In the Irish Independent recently, Eilish O’Regan wrote an article where Lisa Finnegan spoke to her about enduring the sadness of two miscarriages in silence, not daring to tell her colleagues or managers about her pain and loss.

This is quite shocking in this day and age that any woman would feel that way.

I posted the article on LinkedIn at the time, and pointed out that that this is a challenge for employers. It is a particular challenge in the legal profession. In the legal profession we are totally ill-equipped to deal with the issue of a miscarriage, particularly for litigators.

With half of solicitors being female, this is an issue for both the solicitors’ profession and the barristers’ profession. For those involved in litigation, especially the courts have not looked at this as an issue.

If you take a case before the Labour Court in employment law, to get an adjournment a letter has to be sent to the other side setting out the grounds and their consent requested. In reality, no woman should have to notify the other side of such a situation for seeking an urgent adjournment. In the courts, an application has to be made for an adjournment in open court.

To be fair, neither would require the details furnished, but the fact of having to apply is the issue. The legal profession, in conjunction with the courts and tribunals, need a protocol for cases to be automatically adjourned in such cases.

In the past, the collegiality of the profession was such that a solicitor phoned to say they had a personal issue or a phone call was made on their behalf stating this. It was never questioned what that was. Consent automatically issued from the colleague contacted. We do need collegiality or a protocol or better still both to deal with this matter.

This issue will clearly affect not only those in the legal profession but in other professions also. We do need to have a proper discussion on how we take account of various issues which effect both men and women in the workplace. This is one of those issues which need to be addressed in a constructive and sensitive way.

We do need women in workplaces to know that if such an issue is raised that it will be treated with sympathy and respect and understanding. The idea that any woman would need to feel that she had to suffer in silence and not tell anybody, and to feel that isolated in a workplace, is a sad indictment. Unfortunately, the reality is that many women are in that position. In our firm, we would regard it as a failure and an indictment on us if anybody working for us felt that they could not tell us or if they believed that they would not get the appropriate sympathy, respect and understanding.

We do need a change in attitude.
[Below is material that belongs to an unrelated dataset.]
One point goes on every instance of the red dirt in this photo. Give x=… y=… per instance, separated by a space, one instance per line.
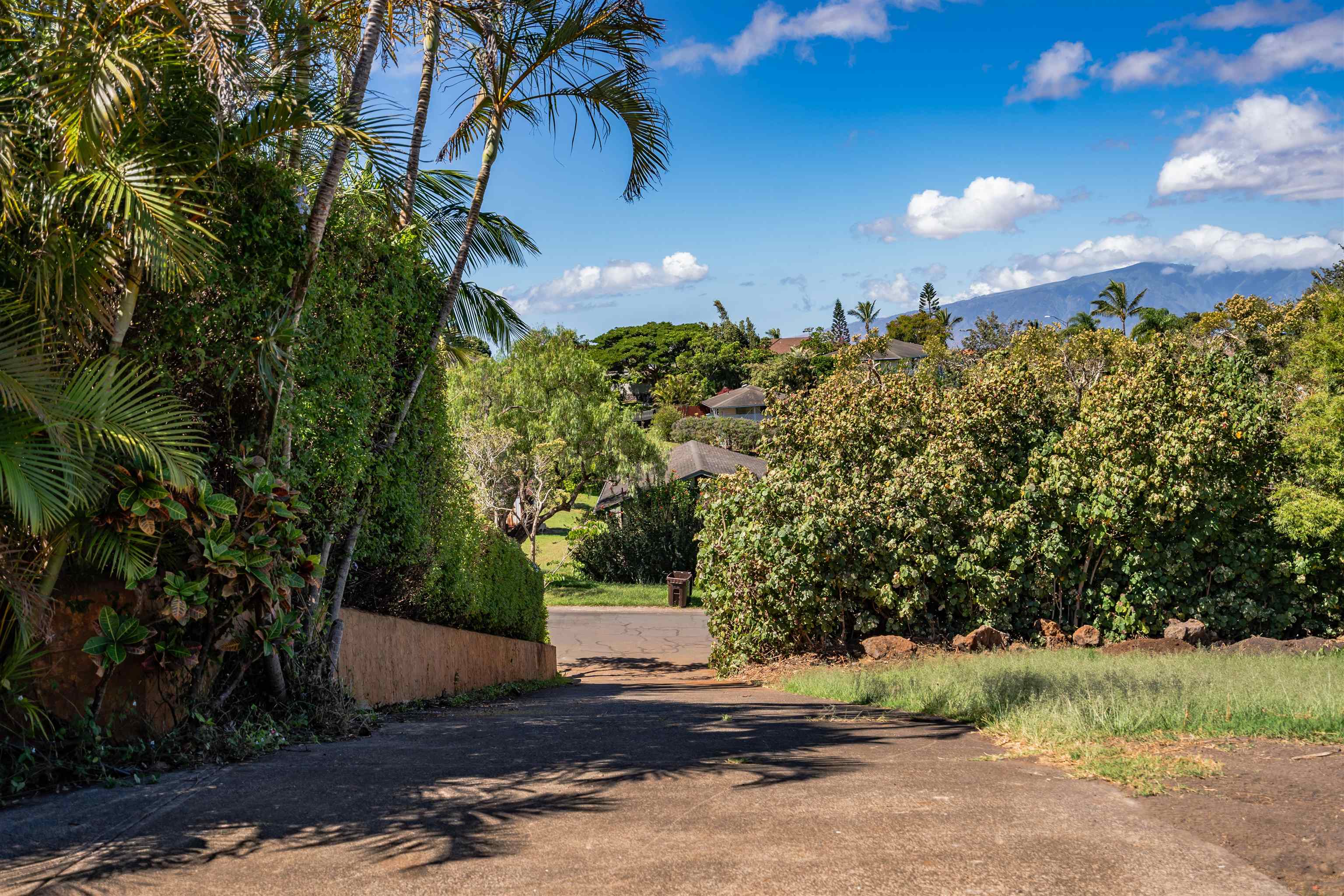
x=1148 y=645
That sea change has to be led to a certain extent by men but it does mean that men need to be educated about these issues. We as men need to be aware of what they are and we must be open to deal with them in a caring and supportive way.

Not everything about employment law is about the law. Employment law is there to help create a fair working environment. Employment lawyers, in the work that they do for employers in putting in place handbooks and contracts, are not only there to protect the employer but also to assist employers in creating the type of working environment that employer wants to have.

Employers who create a positive working environment, designed to support and respect everybody in the firm or company, are more likely to attract and retain the best people. A firm or company which is supportive of men and women equally but takes account of the differences between men and women is the way forward to creating a good working environment which leads to a successful firm or company.

On a personal level, the idea that anyone in a workplace would fear raising any medical issue or personal issue for fear of not being supported runs counter to the ethos I was raised with and which all right thinking people would also have.